O ex-anestesiasta Giovanni Quintella Bezerra, de 33 anos, foi condenado a 30 anos de prisão em regime fechado por dois crimes de estupro de vulnerável, cometidos contra pacientes sedadas durante cesarianas. A decisão foi proferida pela 2ª Vara Criminal de São João de Meriti, na Baixada Fluminense, nesta segunda-feira (9).
Além da pena de reclusão, Bezerra também foi condenado a pagar indenização de R$ 50 mil a cada uma das vítimas. A sentença representa um marco no caso que chocou o país em 2022, quando o médico foi flagrado abusando de uma mulher inconsciente no centro cirúrgico do Hospital da Mulher Heloneida Studart, em São João de Meriti.
A condenação levou em conta provas registradas em vídeo pela própria equipe do hospital. Enfermeiras e técnicas de enfermagem desconfiaram da postura do anestesista, que aplicava doses excessivas de sedativo, muito além do necessário para um parto cesariano. Diante das suspeitas, elas esconderam um celular no centro cirúrgico, o que resultou na flagrante gravação do abuso sexual em pleno procedimento cirúrgico.

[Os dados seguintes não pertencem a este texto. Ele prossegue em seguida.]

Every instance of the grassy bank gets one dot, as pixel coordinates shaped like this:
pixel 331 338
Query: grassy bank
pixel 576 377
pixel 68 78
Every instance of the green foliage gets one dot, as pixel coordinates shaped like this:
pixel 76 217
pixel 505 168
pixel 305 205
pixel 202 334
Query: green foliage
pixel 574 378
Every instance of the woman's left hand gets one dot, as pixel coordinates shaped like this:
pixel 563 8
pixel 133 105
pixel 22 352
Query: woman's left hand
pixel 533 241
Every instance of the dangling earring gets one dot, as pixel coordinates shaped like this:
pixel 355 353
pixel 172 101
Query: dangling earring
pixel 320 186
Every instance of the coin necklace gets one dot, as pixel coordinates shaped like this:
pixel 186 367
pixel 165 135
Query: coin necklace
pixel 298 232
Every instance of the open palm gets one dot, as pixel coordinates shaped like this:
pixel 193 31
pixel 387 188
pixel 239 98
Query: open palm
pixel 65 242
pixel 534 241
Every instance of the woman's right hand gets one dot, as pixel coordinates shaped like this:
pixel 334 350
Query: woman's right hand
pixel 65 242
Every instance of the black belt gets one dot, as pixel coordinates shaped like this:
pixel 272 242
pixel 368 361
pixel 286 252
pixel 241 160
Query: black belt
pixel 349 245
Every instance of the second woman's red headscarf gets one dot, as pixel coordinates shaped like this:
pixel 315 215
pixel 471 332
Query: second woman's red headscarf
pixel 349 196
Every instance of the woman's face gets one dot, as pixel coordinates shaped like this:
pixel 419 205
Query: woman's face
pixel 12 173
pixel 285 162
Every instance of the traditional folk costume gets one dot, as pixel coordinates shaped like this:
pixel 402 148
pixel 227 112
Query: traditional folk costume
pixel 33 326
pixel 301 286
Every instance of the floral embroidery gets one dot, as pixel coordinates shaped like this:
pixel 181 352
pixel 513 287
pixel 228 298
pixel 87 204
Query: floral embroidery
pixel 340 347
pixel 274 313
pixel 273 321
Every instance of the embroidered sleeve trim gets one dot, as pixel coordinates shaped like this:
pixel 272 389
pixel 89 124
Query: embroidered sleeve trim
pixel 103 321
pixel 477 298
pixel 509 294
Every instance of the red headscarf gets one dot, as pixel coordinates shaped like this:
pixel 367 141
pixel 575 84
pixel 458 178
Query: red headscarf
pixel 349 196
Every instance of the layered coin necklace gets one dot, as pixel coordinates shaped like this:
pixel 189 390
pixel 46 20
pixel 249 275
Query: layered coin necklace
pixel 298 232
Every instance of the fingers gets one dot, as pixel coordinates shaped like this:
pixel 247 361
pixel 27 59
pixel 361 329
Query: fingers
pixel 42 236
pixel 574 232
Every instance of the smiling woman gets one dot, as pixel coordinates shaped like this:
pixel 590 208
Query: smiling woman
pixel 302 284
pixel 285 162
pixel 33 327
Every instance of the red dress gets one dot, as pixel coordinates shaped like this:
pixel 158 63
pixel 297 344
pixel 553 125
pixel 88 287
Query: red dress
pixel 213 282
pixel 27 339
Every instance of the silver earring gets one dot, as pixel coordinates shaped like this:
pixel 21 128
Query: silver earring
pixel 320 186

As imagens mostram Bezerra praticando sexo oral forçado na paciente desacordada, enquanto a equipe médica realizava o parto, separada apenas por um campo cirúrgico. A filmagem foi entregue à polícia, que prendeu o médico em flagrante no mesmo dia. Posteriormente, outras pacientes denunciaram ter sido vítimas do mesmo crime.
Em julho de 2023, o Conselho Regional de Medicina do Rio de Janeiro (Cremerj) decidiu, por unanimidade, cassá-lo definitivamente, tornando Giovanni Quintella Bezerra incapacitado para exercer a medicina no país.
O caso trouxe à tona um debate sobre protocolos de segurança em salas cirúrgicas e a necessidade de fiscalização mais rigorosa sobre condutas médicas. Organizações de defesa dos direitos das mulheres também pressionam por leis mais rígidas para proteção de pacientes em situação de vulnerabilidade.
Bezerra permanece detido e, com a nova condenação, deve continuar preso por tempo indeterminado enquanto responde a outras denúncias semelhantes que seguem em apuração.